В сумбурном сентябре Хрипонин вертелся как мог. Бирмаркет и фермерскую лавку Сергей пока полностью доверил управляющему, а сам сосредоточился на фесте. Он лично договаривался с крафтовыми пивоварнями об их участии. Он зорко следил за сметой и курировал рекламную кампанию. Он прорабатывал программу с мастер-классами, лекциями и дегустациями и координировал рассылку анонсов по печатным и сетевым изданиям. В общем, без проволочек делал все, чтобы оградить себя от сюрпризов. По самым трезвым расчетам, «Крафтира» обещала окупиться, но не принести прибыть. Статистика показывала, что если гастро- и алкофесты и выходили в изрядный плюс, то не раньше чем на третий год проведения. Сначала событие обрастает традициями, а затем обретает статус бренда. Не наоборот.
Зацикленность на фестивале отнюдь не отдаляла Хрипонина от семьи. Напротив, он живо интересовался цветочными буднями Лизы и ее прогрессом на плавательной дорожке, а также выступал в роли мудрого старшего друга для детей. Благодаря стараниям отца Рома получил в репетиторы доцента с кафедры конституционного права, который кроме преподавания на юрфаке подвизался и в экспертной комиссии по проверке ОГЭ и ЕГЭ. Стильный и авторитетный Дмитрий Антонович, носивший дорогие костюмы и часы, цитировал исторических личностей, вел «Твиттер» и вкусно пах брутальным мужским парфюмом. Репетитор с первого занятия завоевал сердца и Ромы, и Лизы.

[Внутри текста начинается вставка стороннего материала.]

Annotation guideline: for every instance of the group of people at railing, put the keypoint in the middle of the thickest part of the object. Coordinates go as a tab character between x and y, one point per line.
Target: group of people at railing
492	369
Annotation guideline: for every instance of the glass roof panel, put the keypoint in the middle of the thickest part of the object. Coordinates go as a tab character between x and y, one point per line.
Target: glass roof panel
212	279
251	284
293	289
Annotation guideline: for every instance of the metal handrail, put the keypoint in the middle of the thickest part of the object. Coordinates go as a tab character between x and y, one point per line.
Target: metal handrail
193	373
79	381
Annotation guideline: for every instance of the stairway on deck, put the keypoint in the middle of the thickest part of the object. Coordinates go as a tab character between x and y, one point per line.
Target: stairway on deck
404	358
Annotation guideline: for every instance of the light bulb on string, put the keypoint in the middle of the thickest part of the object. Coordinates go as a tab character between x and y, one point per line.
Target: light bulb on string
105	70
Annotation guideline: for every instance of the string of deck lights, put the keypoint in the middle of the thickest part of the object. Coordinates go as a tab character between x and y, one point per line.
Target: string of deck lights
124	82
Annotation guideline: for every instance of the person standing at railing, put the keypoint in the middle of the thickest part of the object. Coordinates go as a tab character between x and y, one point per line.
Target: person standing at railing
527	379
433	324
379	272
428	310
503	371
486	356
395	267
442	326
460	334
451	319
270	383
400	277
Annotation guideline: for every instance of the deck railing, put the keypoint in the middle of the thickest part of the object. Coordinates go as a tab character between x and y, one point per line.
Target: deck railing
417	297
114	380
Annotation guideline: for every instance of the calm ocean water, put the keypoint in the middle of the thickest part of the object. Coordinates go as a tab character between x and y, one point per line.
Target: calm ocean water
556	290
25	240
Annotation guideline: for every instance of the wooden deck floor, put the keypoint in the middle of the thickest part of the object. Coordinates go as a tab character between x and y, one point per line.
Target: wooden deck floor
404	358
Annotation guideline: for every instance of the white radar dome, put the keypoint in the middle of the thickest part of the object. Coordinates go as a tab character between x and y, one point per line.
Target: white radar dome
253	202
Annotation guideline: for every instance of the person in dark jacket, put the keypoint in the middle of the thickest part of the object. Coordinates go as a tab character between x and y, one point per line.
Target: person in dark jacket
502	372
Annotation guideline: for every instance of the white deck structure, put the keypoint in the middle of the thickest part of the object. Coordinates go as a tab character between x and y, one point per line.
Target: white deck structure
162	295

– Опытный и гибкий, – заключила супруга. – Как я и хотела.
– Мне уже пора ревновать? – пошутил Сергей.
Вместо ответа Лиза чмокнула его в щеку, чем приятно ошеломила Хрипонина. Жена редко выражала благодарность вот так – по-девичьи, порывисто, нежно. Вроде и манипуляция, словно мальчика потрепали по голове за хорошее поведение, а вроде и лестно.
Лиза, кстати, не ошиблась, когда призывала Сергея не переживать за увлеченность Стеллы феминизмом. Приехав из лагеря после месячного отсутствия, дочь прекратила везде выискивать сексизм и переключилась на новые интересы, здравые и пристойные. Во-первых, она взялась за изучение английского по любимым песням, а во-вторых, ударилась в рисование вымышленных существ. Особенно ее манили мультяшные единороги с разноцветной гривой и рогом, завитым, как мороженое в рожке.
Желая поощрить хобби Стеллы, Хрипонин преподнес ей навороченный графический планшет. Сориентировался по сетевым обзорам и оценкам, какую модель выбрать.
– Подарок? – удивилась Стелла. – Без повода?
– Как это без повода? – изобразил недоумение Сергей. Он подготовился к такой реакции. – Сегодня Всемирный день бестраншейных технологий. Разве ты забыла?
– Здорово! – сказала дочь. – Это точно не розыгрыш?
– Бестраншейные технологии – штука серьезная. Я бы не рискнул с ними шутить. Так что планшет теперь твой. Прокачивай навыки и не теряй из вида учебу.
Перед затратными покупками он обычно получал одобрение супруги, а в случае с графическим планшетом бойкотировал негласную договоренность. Лиза не осудила, лишь выразила надежду, что игрушка не приестся слишком быстро. Хрипонин удостоверился, что поступил как положено.
Главное – это поддержать благое начинание. Направить творческие искания в надежное русло. Если лишить человека кистей и красок, то не исключено, что в будущем придется разгребать завалы Рейхстага и возводить унылые мемориалы из тысяч серых плит.